Há dois meses que aquela ideia povoava o espaço entre eles, apesar do Rui insistir em fingir que absolutamente nada se passava. Mas como dissimular as horas tardias a que ele chegava a casa? O perfume doce entranhado no fato, a forma discreta como a evitava na cama?
Deitada, fingia dormir, mas a proximidade do corpo do marido e as armadilhas da sua imaginação subtraiam-lhe a paz do corpo. Foi então que se apossou de Marta um subtil desespero, que a levou a encostar o corpo quente ao de Rui, num pedido mudo para ser tocada. Nem um só músculo dele se mexeu. Triste, mas não derrotada, antes dominada pela raiva surda de fêmea acossada, começou a beijar-lhe o pescoço enquanto a mão procurava o pénis entorpecido, acariciando-o com os dedos, para baixo e para cima. Quebrando o momento, soou a voz de Rui: "Não vês que estou cansado?". Marta sentiu a raiva a crescer e recusou-se a admitir a derrota, por isso com fúria cega entrou dentro dos lençóis, com a boca puxou para baixo as boxers e, sem lhe dar tempo para respirar, capturou o pénis entre os lábios, a língua envolvendo-o com movimentos sensuais e profundos. Claro que crescia, só podia crescer, e Marta sentiu-se vitoriosa e esqueceu naquele momento a dor que sentia. Rui rendia-se à sensualidade húmida da sua boca, perdia o domínio,  e nisto puxava-a contra si, subindo-lhe para cima da cintura a camisa de dormir e chamando-a com as mãos para que se sentasse  em cima de si. Marta sorriu e acolheu na vagina o membro ereto, contemplando o rosto de Rui, vencido pela sede do desejo que ela ainda lhe provocava, numa vingança surda. ‘Vem-te’ pediu em pensamento e assim se cumpriu a sua vontade pouco depois, quando mexendo-se com ritmo intenso, afundando cada vez mais o pénis dentro de si,  Rui se acabou por render ao seu poder, num orgasmo intenso, que fez o seu corpo estremecer.

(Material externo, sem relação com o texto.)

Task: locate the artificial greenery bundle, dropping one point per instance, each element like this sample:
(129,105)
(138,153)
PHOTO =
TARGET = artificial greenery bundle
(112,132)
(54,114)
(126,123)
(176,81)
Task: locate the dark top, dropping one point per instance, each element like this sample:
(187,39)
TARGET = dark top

Marta não sentiu qualquer prazer. Para ela, a vingança e não o desejo a movera, a vontade de provar-lhe que ainda detinha o controlo do seu desejo. Depois, adormeceu com dor.

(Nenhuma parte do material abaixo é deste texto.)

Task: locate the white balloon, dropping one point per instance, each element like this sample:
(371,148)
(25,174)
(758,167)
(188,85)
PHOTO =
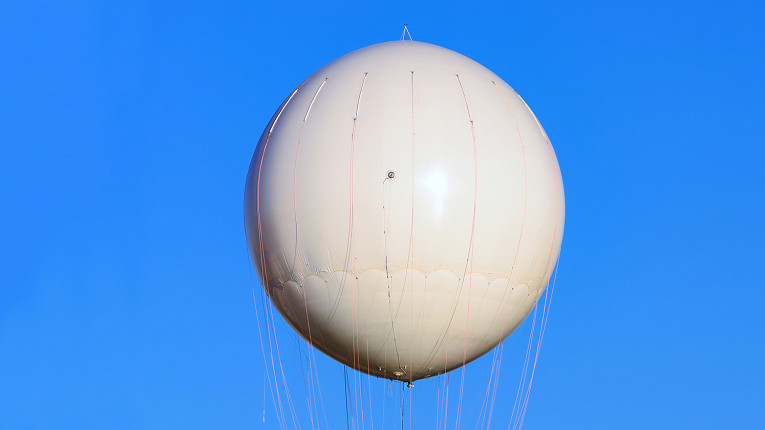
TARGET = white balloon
(404,208)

No dia seguinte, uma decisão tinha tomado forma aos primeiros raios da alvorada – iria descobrir quem era ela. E com a mesma frieza controlada com que o dominara na cama, teceu o seu plano.

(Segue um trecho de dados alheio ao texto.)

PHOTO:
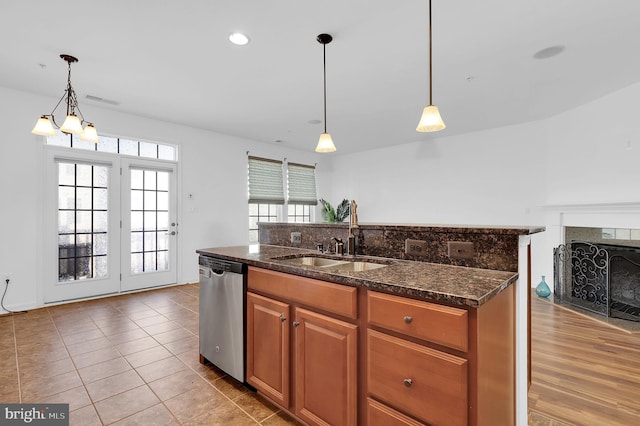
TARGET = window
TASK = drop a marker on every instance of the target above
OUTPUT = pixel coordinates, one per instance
(149, 221)
(261, 213)
(301, 192)
(82, 221)
(266, 185)
(299, 213)
(117, 146)
(266, 194)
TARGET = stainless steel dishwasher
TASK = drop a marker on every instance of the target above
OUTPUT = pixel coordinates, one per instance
(222, 306)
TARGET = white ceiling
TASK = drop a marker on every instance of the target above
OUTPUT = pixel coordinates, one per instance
(171, 60)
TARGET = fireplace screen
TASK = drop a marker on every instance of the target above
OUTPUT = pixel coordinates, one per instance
(600, 278)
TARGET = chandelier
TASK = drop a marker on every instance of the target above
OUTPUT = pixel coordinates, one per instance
(72, 124)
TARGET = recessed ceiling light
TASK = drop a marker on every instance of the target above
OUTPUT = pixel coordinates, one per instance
(549, 52)
(238, 39)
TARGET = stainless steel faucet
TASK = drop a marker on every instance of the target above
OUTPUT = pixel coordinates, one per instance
(353, 224)
(339, 245)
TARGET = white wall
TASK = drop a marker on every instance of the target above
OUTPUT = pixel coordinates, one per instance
(504, 176)
(212, 168)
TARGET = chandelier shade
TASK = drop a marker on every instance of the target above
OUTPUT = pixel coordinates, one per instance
(44, 127)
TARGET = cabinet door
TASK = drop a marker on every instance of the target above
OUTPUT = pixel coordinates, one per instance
(268, 347)
(325, 374)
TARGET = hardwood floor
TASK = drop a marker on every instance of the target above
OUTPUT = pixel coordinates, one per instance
(584, 372)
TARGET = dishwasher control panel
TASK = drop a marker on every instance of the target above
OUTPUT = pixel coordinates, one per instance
(221, 264)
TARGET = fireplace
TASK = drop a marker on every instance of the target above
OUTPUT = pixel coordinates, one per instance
(597, 275)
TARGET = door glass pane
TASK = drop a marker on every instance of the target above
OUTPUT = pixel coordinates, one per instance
(136, 199)
(136, 179)
(84, 198)
(149, 213)
(149, 150)
(82, 221)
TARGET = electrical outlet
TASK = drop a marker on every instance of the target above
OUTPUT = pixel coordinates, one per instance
(415, 247)
(460, 250)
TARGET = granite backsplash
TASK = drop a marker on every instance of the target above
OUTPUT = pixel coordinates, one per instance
(493, 247)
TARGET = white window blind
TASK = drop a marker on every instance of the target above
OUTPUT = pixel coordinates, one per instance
(301, 184)
(265, 181)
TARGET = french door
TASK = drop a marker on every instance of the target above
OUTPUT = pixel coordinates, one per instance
(148, 224)
(110, 224)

Ao final do dia, quando saiu do trabalho, colocou-o em execução e ligou ao marido e perguntou-lhe se ia jantar. "Não esperes por mim. Tenho uma reunião com o departamento financeiro da empresa". Ela desligou com um sorriso triste, pois ainda acalentava a esperança estúpida que ele viesse para casa e nada daquilo passasse de um sonho mau. Mas não, tinha de fazer o que planera e por isso meteu-se no carro e estacionou na esquina do prédio onde Rui trabalhava. E preparou-se para esperar. Passada meia hora, o carro do marido abandonava a garagem e passou rente ao de Marta. Estranhamente calma, ela iniciou a perseguição, certa que Rui se encaminhavam para casa da amante. A viatura saiu da cidade, entrou na autoestrada e, por fim, chegou a uma zona tranquila dos subúrbios. Pouco tempo depois, Rui imobilizou o carro frente a uma moradia de dois andares. Marta estacionou um pouco mais atrás, aguardou que o marido desaparecesse no interior do jardim e respirou fundo. Decorridos vinte minutos, saiu finalmente para o exterior. Com uma calma que desconhecia possuir, descalçou os sapatos e saltou o pequeno muro que protegia a vivenda. Deu consigo num relvado cuidado, pontuado por pequenos arbustos e roseiras. E sua frente, entreaberta, uma janela envidraçada. Movendo-se com cautela e protegida pelo manto nebuloso da noite que caia, Marta espreitou pela frecha. A sala estava completamente deserta, apenas dois copos de uísque abandonados em cima de uma pequena mesa indiciavam a presença de dois seres naquele espaço. Entrou na divisão e encaminhou-se em direção a um átrio, no qual uma escada de madeira envernizada devia conduzir aos quartos. E nesse momento, ao escutar o som de vozes, teve a certeza que Rui se encontrava no piso superior. Em silêncio, subiu os degraus, até que ficou em frente à porta do quarto, entreaberta. Devagar, aproximou-se e conseguiu ver o interior do quarto. Deitado na cama, Marta reconheceu o corpo musculado do marido, debaixo do qual se vislumbravam duas pernas femininas, envolvidas em meias de renda.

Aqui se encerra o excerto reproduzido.